Pfizer: COVID-19 Vaccine Could Arrive in October

Following a week of uncertainty and calls for transparency regarding the distribution of remdesivir, the federal government today announced its allocation plan for the drug.

Pharmaceutical company Pfizer plans to expand human clinical trials for a coronavirus vaccine and include thousands of people by September, according to CNBC.

If the trial goes well and the vaccine is safe, the company will "be able to deliver millions of doses in the October timeframe," Pfizer CEO and Chairman Albert Bourla said Tuesday.

The first doses of the vaccine, called BNT162, were given to humans in Germany, the company announced March 5. Pfizer plans to test about 360 people during this phase of the trial, according to the news release.

Pfizer is testing four different variations of the vaccine. The company should know which is the most safe and effective to move forward in June or July, Bourla told CNBC.

"We are collecting data as we speak in real time so we know," he said.
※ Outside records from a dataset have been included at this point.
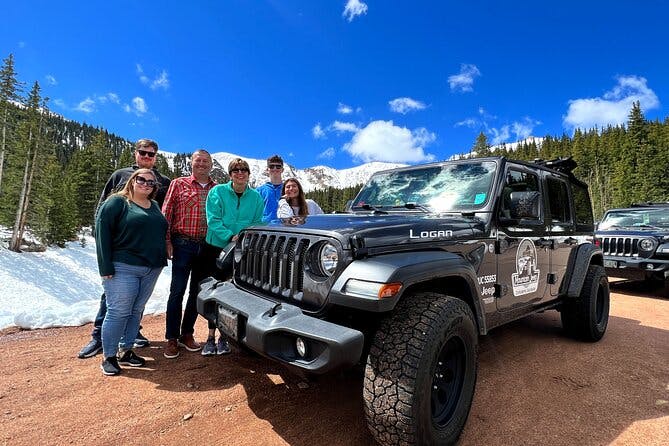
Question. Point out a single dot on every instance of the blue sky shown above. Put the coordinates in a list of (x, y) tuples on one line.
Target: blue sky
[(341, 82)]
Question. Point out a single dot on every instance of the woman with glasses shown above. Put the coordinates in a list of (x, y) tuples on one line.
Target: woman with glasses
[(231, 207), (293, 202), (130, 232)]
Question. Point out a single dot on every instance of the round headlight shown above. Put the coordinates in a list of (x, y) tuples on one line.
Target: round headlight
[(646, 244), (328, 257)]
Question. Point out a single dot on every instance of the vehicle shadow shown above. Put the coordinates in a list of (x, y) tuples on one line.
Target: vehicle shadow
[(535, 386)]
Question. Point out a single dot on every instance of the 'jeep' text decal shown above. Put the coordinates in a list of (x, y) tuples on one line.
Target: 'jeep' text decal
[(430, 234), (526, 278)]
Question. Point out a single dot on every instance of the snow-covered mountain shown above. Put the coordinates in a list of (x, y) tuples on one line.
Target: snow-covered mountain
[(311, 178)]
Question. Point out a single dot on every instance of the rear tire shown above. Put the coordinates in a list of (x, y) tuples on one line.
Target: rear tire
[(421, 372), (587, 317)]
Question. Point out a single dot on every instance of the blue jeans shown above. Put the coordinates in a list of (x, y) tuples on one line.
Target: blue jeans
[(189, 258), (127, 293)]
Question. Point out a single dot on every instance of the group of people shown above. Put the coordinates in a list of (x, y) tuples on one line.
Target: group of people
[(143, 219)]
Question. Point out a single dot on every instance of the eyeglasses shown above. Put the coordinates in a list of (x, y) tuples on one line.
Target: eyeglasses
[(146, 153), (144, 181)]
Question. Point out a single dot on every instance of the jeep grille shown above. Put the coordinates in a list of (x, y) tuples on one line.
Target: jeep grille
[(621, 246), (274, 263)]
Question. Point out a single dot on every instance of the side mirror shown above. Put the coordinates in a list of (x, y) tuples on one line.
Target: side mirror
[(525, 205)]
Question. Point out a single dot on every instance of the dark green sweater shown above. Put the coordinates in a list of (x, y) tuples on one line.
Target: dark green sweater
[(128, 233)]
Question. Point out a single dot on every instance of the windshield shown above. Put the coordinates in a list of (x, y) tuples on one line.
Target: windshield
[(636, 218), (457, 187)]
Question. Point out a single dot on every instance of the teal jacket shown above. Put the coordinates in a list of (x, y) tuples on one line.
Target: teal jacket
[(227, 214)]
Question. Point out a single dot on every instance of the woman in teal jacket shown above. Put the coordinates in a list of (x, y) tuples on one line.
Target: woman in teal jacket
[(231, 207)]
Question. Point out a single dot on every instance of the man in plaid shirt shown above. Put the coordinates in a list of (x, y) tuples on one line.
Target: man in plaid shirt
[(184, 209)]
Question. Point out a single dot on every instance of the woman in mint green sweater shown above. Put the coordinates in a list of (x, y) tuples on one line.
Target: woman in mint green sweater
[(231, 207), (130, 234)]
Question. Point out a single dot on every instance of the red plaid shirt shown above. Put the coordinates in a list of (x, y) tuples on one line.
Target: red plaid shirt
[(185, 207)]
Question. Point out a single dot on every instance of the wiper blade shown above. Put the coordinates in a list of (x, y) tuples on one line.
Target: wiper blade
[(369, 207), (411, 205)]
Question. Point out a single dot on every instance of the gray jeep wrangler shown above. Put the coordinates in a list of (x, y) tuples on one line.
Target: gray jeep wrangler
[(426, 259)]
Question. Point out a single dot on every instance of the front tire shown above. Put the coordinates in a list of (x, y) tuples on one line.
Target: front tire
[(421, 372), (587, 317)]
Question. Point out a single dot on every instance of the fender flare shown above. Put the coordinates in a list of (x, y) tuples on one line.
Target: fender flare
[(582, 257), (410, 269)]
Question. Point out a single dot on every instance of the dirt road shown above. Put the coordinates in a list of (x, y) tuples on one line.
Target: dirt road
[(535, 387)]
The most successful variation will move into the next stage of clinical trials, which could lead to a large-scale study with thousands of participants in September. Following that, the company could produce millions of doses in October and hundreds of millions of doses in 2021, he added.

Several drug companies are racing to make a vaccine. More than 120 vaccines are being developed across the world, according to the World Health Organization.

In general, U.S. health officials have said vaccine development will take 12-18 months. On Tuesday, Anthony Fauci, MD, director of the National Institute of Allergy and Infectious Diseases, said "more likely than not" an effective vaccine will be developed.

"We have many candidates and hope to have multiple winners. In other words, multiple shots on goal," he said during a Senate testimony focused on the COVID-19 response.